Figure 7 Distribution of risk index values with mean threshold.

The correlation analysis helps in identifying the input variables that affect the model accuracy the most during training. Figure 8 illustrates the eight variables that affect the model accuracy the most, and the two variables that play the major part are Temp_Wind_Interaction and Risk_Index. These variables analyze the complicated patterns of environmental variables to aid the agent in making a decision.

Figure 8 Top 8 features ranked by correlation with accuracy.

The importance of derived variables such as Temp_Squared and Temp_Wind_Ratio again underlines the crucial role played by engineered features in improving predictive accuracy as well as robustness against climatic stresses. The importance of derived variables such as Temp_Squared and Temp_Wind_Ratio again underlines the crucial role played by engineered features in improving predictive accuracy as well as robustness against climatic stresses.
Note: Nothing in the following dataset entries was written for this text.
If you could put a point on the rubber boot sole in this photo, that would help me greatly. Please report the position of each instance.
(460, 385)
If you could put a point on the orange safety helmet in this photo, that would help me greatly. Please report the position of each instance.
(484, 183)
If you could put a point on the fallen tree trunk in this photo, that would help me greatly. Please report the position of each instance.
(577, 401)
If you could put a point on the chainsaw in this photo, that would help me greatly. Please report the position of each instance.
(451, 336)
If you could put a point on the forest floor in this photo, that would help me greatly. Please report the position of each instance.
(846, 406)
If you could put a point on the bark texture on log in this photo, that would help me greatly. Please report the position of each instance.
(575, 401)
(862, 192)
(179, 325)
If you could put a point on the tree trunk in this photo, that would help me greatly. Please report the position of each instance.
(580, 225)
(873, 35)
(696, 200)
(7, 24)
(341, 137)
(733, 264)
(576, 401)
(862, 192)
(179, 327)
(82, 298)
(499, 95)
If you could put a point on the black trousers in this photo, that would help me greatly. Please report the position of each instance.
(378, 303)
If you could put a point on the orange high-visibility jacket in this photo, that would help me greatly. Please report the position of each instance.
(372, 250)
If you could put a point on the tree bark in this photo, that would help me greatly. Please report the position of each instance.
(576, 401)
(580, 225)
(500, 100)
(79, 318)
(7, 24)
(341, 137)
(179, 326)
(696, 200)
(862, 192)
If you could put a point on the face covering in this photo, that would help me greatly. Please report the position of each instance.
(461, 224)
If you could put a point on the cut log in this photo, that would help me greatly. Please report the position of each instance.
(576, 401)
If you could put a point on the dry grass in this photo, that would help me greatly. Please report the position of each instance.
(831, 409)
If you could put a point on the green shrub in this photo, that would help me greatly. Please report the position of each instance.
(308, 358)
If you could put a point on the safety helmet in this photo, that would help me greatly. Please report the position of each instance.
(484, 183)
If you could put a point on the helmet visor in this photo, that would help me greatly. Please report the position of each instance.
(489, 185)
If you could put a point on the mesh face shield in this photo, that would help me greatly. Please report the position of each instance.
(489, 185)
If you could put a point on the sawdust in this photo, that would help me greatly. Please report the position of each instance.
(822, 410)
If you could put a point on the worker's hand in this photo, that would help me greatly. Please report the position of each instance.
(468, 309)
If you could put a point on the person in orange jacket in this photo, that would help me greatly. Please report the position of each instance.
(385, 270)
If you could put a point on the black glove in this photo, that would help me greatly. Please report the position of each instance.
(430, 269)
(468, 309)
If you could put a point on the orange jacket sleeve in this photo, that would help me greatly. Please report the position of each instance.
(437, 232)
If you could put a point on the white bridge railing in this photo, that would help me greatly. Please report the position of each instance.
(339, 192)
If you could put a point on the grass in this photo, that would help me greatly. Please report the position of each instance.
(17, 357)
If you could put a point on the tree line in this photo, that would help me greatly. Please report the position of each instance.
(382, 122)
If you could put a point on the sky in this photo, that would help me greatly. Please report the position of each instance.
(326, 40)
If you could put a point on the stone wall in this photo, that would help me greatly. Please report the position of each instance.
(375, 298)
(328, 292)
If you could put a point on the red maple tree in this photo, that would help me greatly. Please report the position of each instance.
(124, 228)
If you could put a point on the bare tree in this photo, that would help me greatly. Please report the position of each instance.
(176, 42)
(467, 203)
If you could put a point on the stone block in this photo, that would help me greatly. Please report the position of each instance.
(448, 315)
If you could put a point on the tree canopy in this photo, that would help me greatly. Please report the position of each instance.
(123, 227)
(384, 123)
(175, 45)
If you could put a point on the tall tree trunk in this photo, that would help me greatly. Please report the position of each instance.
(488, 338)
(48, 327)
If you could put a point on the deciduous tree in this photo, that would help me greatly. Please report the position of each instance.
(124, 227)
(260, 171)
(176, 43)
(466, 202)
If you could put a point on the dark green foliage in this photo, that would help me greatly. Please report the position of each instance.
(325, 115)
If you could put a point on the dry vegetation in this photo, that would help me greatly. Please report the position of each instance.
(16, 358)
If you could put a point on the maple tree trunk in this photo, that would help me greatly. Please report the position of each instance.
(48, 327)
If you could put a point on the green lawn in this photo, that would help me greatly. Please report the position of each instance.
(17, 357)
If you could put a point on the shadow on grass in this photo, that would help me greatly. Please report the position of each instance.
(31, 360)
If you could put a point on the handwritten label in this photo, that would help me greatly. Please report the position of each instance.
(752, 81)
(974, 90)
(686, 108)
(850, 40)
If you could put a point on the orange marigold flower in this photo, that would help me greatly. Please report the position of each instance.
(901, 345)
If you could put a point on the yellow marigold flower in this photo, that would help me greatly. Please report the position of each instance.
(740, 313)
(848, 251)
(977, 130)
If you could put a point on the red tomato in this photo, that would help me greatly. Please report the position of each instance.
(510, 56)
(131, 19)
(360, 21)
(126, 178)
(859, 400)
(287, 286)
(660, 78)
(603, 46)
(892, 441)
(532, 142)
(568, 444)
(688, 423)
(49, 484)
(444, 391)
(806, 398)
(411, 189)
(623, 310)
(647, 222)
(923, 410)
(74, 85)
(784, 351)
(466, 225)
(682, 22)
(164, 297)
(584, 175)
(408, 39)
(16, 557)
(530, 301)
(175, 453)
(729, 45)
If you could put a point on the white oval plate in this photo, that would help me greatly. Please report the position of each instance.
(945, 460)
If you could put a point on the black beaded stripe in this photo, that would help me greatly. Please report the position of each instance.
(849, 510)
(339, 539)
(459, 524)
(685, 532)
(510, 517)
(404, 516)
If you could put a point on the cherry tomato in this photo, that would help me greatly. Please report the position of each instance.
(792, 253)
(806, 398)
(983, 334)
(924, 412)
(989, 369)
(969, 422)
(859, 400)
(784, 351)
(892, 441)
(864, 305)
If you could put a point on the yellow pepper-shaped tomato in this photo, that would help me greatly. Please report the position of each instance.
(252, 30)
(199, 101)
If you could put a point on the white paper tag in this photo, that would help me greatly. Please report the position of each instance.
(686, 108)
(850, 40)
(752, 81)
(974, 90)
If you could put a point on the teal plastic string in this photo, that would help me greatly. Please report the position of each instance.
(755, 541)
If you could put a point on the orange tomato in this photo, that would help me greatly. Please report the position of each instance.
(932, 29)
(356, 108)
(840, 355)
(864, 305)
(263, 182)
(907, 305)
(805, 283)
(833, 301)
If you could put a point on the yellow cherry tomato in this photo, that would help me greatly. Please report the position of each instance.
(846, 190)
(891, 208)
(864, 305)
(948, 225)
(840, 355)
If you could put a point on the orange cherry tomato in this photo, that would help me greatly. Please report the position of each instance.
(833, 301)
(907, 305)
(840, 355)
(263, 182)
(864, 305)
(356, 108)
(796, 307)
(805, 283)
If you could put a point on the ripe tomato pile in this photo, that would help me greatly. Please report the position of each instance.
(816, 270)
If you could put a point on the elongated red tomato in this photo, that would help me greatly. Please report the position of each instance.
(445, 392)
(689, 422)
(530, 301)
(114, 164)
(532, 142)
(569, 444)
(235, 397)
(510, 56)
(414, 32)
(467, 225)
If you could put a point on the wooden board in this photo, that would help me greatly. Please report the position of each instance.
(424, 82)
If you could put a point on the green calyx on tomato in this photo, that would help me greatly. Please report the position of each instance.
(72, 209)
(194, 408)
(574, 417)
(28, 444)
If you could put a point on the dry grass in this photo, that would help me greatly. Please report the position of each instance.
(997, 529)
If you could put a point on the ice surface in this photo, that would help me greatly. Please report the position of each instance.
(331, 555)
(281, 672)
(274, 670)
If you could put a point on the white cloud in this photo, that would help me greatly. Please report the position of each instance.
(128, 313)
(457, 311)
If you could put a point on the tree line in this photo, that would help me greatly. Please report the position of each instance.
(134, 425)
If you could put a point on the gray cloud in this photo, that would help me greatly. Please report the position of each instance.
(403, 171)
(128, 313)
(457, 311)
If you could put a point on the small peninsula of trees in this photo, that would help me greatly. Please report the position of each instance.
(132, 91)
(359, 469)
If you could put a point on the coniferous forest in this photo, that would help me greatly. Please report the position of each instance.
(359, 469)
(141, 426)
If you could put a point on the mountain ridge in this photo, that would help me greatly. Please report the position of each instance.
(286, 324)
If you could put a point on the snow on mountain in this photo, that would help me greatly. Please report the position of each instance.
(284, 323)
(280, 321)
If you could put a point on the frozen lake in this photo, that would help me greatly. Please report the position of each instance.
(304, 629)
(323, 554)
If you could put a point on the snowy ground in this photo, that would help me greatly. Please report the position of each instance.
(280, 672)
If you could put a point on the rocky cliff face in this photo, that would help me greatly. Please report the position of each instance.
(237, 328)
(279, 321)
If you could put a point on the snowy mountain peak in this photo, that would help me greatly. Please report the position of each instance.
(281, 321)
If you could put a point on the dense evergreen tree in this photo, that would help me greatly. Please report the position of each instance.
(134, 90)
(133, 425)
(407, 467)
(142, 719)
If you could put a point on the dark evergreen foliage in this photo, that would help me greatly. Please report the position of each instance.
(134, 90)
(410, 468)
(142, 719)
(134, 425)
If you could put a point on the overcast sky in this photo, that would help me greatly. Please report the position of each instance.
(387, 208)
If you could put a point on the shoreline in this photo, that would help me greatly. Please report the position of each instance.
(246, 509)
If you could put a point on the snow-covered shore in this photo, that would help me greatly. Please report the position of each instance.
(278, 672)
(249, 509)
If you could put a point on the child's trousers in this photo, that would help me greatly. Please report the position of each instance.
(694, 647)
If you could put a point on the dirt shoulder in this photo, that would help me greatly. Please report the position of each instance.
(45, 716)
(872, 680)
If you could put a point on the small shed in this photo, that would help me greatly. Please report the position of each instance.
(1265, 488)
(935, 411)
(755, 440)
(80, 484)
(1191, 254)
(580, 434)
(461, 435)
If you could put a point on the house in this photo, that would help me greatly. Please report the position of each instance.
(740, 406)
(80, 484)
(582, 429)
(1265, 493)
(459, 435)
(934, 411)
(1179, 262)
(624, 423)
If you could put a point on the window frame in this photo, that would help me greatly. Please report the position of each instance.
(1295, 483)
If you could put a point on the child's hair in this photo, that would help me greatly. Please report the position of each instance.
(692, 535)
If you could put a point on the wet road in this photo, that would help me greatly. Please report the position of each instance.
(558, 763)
4.2 Reward Function and Learning Dynamics

The decomposition of the elements of the reward function showcases the many ways different elements contribute to the agent’s learning signal. While Figure 9, shows that the strongest positive contribution comes from the Base Correct element, Difficulty Bonus, Confidence Bonus, and Risk Bonus bring in much smaller contributions. On the penalty side, the strongest negative impact comes from the Base Penalty element, while the Risk Penalty element contributes less significantly. This is attributed to the balanced formulation of the reward scheme, which elevates correct and confident acts while penalizing risky and incorrect acts with the aim of fostering a resilient strategy for dispatch that considers risks.

Figure 9 Contribution of components to the reward function.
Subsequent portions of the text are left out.